A Design of Portuguese Speech Recognition System

Kuo, Bo-yu 12 August 2011 (has links)
IBM, a well-known computer giant, and Nuance, a renowned speech technology firm, have been offering numerous speech recognition applications in the recent years. The connections between these two companies and the automobile, communication, and other eight dominating industries, including banking, electronics, energy/utilities, medical/life science, insurance, media/entertainment, retail travel and transportation, are vastly expanded and flourished. Maturity of these speech technologies drives our lifestyle to a cozy level that we cannot imagine before. In April, 2011, the world class manufacturer Foxconn decided to invest 12 billion US dollars to build iPhone/iPad factories in Brazil, the largest Portuguese speaking country in the world. It is our objective to build a language system that can help us to learn Portuguese, to savor the beauty of their culture, and to widen our vision of travel and living.

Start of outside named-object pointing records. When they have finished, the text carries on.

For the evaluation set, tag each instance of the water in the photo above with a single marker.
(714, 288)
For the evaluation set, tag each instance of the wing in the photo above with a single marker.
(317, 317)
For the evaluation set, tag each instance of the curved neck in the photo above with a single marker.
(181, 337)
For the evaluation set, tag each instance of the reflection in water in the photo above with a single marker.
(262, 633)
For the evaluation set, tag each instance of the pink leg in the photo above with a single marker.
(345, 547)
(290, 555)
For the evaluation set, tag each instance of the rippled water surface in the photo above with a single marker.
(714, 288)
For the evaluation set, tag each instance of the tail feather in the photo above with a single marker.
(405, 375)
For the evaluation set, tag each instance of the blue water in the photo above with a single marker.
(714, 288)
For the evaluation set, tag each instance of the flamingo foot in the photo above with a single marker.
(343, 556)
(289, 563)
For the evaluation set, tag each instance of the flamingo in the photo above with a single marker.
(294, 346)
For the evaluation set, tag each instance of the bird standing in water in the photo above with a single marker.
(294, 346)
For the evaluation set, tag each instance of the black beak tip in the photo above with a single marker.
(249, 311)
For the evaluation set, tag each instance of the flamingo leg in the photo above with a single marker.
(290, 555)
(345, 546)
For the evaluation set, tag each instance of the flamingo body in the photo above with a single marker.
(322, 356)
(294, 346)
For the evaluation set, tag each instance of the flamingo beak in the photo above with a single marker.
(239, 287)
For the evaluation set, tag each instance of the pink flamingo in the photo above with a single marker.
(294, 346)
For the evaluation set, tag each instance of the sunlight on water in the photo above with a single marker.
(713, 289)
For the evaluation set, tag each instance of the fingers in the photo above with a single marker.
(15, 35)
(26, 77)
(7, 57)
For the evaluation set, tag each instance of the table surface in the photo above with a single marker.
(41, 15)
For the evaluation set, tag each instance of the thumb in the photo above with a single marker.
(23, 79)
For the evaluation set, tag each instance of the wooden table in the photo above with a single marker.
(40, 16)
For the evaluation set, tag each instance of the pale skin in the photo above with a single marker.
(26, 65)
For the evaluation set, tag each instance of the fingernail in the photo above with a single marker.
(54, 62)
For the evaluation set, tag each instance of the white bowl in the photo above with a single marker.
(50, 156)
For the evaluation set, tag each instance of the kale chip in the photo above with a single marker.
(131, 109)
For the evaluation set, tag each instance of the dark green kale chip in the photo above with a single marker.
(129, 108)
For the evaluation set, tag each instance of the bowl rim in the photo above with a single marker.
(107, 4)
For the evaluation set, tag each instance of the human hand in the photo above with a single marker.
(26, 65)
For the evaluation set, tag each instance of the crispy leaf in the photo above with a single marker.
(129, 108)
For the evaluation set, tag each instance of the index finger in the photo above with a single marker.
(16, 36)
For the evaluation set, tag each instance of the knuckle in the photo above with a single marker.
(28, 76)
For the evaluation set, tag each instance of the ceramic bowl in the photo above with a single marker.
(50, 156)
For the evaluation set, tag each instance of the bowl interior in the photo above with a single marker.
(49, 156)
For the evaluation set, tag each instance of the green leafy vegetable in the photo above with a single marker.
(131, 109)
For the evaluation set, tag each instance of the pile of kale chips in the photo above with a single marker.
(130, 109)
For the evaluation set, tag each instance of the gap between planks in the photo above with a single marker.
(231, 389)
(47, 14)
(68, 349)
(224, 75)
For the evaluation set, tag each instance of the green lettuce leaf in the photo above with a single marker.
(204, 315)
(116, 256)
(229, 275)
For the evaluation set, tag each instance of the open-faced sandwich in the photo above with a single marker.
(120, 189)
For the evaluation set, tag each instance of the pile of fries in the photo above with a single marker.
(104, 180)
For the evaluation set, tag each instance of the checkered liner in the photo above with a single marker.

This thesis investigates the design and implementation strategies for a Portuguese speech recognition system. It utilizes the speech features of the 303 common Portuguese mono-syllables as the major training and recognition methodology. A training database of 10 utterances per mono-syllable is established by applying Portuguese pronunciation rules. These 10 utterances are collected through reading 5 rounds of the same mono-syllables twice with different tones. The first pronounced pattern has high pitch of tone 1, while the second one has falling pitch of tone 4. Mel-frequency cepstral coefficients, linear predicted cepstral coefficients, and hidden Markov model are used as the two syllable feature models and the recognition model respectively. Under the AMD 2.2 GHz Athlon XP 2800+ personal computer and Ubuntu 9.04 operating system environment, correct phrase recognition rates of 87.26% can be reached using phonotactical rules for a 3,900 vocabulary Portuguese phrase database. The average computation time for the Portuguese phrase system is less than 1.5 seconds, and the training time for the systems is about two hours.